A Framework for Quantifying the Privacy/Utility Trade-off in Generative Model based Synthetic Data
This PhD studentship is fully funded by a grant from The Alan Turing Institute as part of the Accenture / Turing Strategic Partnership (subject to funding confirmation) and will be supervised jointly by Prof Emiliano De Cristofaro (University College London), Dr Isabel Wagner (De Montfort University), and Prof Eerke Boiten (De Montfort University). Over the course of the PhD, you will spend time at both universities. You will apply to, be formally registered at, and get your degree from De Montfort University.

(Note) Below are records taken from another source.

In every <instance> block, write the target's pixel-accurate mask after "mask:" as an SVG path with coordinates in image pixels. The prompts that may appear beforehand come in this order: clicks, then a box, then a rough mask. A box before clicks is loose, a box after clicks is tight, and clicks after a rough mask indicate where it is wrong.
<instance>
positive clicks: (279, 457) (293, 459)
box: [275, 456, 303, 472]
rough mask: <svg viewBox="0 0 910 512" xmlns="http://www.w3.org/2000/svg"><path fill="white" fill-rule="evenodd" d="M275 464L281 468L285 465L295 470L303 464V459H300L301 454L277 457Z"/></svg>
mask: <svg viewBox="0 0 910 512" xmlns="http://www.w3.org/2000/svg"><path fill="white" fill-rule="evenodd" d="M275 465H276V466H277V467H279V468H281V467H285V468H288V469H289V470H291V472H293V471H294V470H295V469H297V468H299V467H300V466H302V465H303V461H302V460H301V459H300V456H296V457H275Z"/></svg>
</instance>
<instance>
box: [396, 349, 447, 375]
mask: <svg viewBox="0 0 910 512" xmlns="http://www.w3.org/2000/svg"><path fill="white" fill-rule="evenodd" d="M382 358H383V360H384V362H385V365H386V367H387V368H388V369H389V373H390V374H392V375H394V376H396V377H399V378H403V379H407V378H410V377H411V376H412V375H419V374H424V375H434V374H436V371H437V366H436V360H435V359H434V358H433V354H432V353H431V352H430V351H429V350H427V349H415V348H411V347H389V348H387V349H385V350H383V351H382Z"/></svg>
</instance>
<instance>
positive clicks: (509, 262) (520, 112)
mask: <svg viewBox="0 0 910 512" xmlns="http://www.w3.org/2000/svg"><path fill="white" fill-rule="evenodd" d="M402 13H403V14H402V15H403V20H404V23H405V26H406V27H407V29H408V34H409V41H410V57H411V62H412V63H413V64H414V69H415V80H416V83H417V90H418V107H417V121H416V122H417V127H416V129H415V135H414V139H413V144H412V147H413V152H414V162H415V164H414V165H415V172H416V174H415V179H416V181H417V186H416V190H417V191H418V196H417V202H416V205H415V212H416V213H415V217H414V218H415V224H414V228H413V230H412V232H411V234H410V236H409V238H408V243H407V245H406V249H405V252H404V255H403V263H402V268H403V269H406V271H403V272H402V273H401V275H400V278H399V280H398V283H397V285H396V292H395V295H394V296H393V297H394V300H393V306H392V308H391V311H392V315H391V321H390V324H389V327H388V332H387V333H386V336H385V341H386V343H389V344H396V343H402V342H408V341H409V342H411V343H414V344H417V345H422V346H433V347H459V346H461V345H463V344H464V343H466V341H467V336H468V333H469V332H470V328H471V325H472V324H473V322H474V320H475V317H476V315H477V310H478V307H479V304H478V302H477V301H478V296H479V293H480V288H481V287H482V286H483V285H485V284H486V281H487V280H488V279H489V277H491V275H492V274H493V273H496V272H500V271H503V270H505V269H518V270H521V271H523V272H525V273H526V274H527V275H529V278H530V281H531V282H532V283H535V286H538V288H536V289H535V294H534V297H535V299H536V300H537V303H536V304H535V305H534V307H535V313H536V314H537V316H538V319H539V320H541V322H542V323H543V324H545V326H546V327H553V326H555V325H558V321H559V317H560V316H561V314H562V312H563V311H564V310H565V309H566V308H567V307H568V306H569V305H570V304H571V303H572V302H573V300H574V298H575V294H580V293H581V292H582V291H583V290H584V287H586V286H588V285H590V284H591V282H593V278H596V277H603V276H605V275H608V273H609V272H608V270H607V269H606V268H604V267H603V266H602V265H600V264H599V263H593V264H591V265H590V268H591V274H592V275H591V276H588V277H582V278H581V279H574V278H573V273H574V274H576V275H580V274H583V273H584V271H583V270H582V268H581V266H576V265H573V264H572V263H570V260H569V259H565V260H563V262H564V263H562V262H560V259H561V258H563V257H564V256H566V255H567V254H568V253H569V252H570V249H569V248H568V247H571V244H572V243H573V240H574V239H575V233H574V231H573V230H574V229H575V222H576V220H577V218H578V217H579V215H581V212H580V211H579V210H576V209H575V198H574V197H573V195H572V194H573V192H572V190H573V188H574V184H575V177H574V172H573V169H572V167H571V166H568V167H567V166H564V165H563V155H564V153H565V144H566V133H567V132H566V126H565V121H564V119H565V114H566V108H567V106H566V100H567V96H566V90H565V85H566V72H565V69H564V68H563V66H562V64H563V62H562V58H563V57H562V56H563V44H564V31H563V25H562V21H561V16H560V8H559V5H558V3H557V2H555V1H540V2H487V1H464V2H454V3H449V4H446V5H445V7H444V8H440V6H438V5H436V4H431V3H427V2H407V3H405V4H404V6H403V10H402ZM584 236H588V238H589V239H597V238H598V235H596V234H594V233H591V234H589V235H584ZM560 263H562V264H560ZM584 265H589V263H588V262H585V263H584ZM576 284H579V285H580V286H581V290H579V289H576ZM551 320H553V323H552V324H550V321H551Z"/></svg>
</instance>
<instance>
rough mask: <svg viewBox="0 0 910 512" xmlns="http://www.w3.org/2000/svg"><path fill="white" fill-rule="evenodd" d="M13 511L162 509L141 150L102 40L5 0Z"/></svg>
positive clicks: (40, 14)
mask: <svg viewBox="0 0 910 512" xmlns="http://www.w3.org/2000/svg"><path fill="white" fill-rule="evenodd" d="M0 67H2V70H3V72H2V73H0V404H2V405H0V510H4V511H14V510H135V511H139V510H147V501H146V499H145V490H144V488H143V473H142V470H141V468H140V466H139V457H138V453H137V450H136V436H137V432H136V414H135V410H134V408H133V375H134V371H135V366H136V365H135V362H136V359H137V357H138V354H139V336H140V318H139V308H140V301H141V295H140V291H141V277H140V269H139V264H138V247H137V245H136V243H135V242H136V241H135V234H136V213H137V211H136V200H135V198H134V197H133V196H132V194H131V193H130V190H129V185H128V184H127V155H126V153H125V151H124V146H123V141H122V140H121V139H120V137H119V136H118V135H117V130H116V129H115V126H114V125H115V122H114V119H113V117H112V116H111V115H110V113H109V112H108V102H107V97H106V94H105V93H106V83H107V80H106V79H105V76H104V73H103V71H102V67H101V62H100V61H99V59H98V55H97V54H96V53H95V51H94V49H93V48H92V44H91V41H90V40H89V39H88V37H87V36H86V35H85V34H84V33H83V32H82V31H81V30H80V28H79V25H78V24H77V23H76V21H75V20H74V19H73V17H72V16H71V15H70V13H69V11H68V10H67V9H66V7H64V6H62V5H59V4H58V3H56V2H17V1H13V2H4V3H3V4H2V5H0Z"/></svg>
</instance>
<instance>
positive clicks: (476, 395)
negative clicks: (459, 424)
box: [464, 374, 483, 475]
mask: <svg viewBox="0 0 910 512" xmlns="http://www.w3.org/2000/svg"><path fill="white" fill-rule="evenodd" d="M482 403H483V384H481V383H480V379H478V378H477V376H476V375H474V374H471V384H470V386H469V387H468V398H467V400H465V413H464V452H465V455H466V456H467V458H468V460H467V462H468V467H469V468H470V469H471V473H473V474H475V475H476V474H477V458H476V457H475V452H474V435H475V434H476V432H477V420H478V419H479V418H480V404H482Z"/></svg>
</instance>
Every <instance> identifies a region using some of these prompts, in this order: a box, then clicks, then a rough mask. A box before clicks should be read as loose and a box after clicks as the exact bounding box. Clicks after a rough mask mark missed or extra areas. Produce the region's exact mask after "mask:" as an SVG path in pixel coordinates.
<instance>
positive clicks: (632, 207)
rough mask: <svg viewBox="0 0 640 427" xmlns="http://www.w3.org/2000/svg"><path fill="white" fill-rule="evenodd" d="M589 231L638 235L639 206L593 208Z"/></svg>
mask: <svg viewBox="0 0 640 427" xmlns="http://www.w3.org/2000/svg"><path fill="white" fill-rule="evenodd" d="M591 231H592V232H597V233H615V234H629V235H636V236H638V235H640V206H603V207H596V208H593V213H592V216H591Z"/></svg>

The PhD Studentship, which starts 1 January 2022, comprises a tax-free stipend of £15,609 per annum (paid monthly). The bursary is renewable annually for up to 36 months in total, subject to you making satisfactory progression within your PhD research. This funding model also includes a Full Time Home fees studentship (£4,500 for 2021-22) for up to 3 years, subject to you making satisfactory progress with your PhD research.
This opportunity is open to UK, EU, and International applicants. International applicants will be required to meet the difference in fee costs from their own funds.
Synthetic datasets drawn from generative models (GMs) have been advertised as a silver-bullet solution to privacy-preserving data publishing. Recent work suggests that such claims do not match reality: for instance, synthetic data does not seem to prevent attribute inference. Overall, attacks against GMs allow adversaries to learn private information about training data. While researchers have studied these attacks thoroughly, they have done so: 1) in isolation, 2) on publicly available datasets, and/or 3) without evaluating, in-depth, the effectiveness of defence mechanisms or their effect on utility.
This prompts two big research challenges. First, we lack a comprehensive picture of the risks caused by the attacks or the effectiveness of defence techniques. Second, it is hard for organizations and individuals using generative models in the wild to “port” considerations about the attacks to real-world settings or the impact of defences on task accuracy. We propose to build a research agenda and to build on it to provide actionable insight and easy-to-understand risk assessment of different inference attacks against machine learning models in real-world GM applications, as well as meaningful defences.
Specifically, this project aims to develop methods and tools to assess privacy/utility trade-offs of synthetic data generation, and to build up a comprehensive picture of privacy and utility for existing generative models that offer privacy guarantees in the differential privacy model and are subject to attacks on training data.
- MSc in a relevant field, such as Computer Science, Computer Engineering, or Cyber Security
- Strong programming skills, preferably Python, Matlab, or R
- Experience with privacy-enhancing technologies and/or machine learning
- Good communication skills, especially in written English
- Strong work ethic
- Ability to think creatively and work independently
How to apply
If you are interested in applying, please apply via our application portal which can be accessed here. When applying, please ensure that you identify Accenture-Turing Strategic Partnership studentship under the Proposed Programme of Study tab.
Please also provide a 200-word statement of interest in which you say why you are interested in studying for a PhD and how you believe you have the desired qualities and experiences for this research project.
The deadline for applications is 1 November 2021. The start of the project is 1 January 2022.
De Montfort University offers alumni discounts for students that have previously studied with us at undergraduate or taught masters degree level. This discount is available to Home, EU and International Students. This discount is only available to new starters and will be automatically applied if you are eligible.
Home and EU alumni discount is £500 per year (full-time equivalent).
International alumni discount is £2,000 per year (full-time equivalent).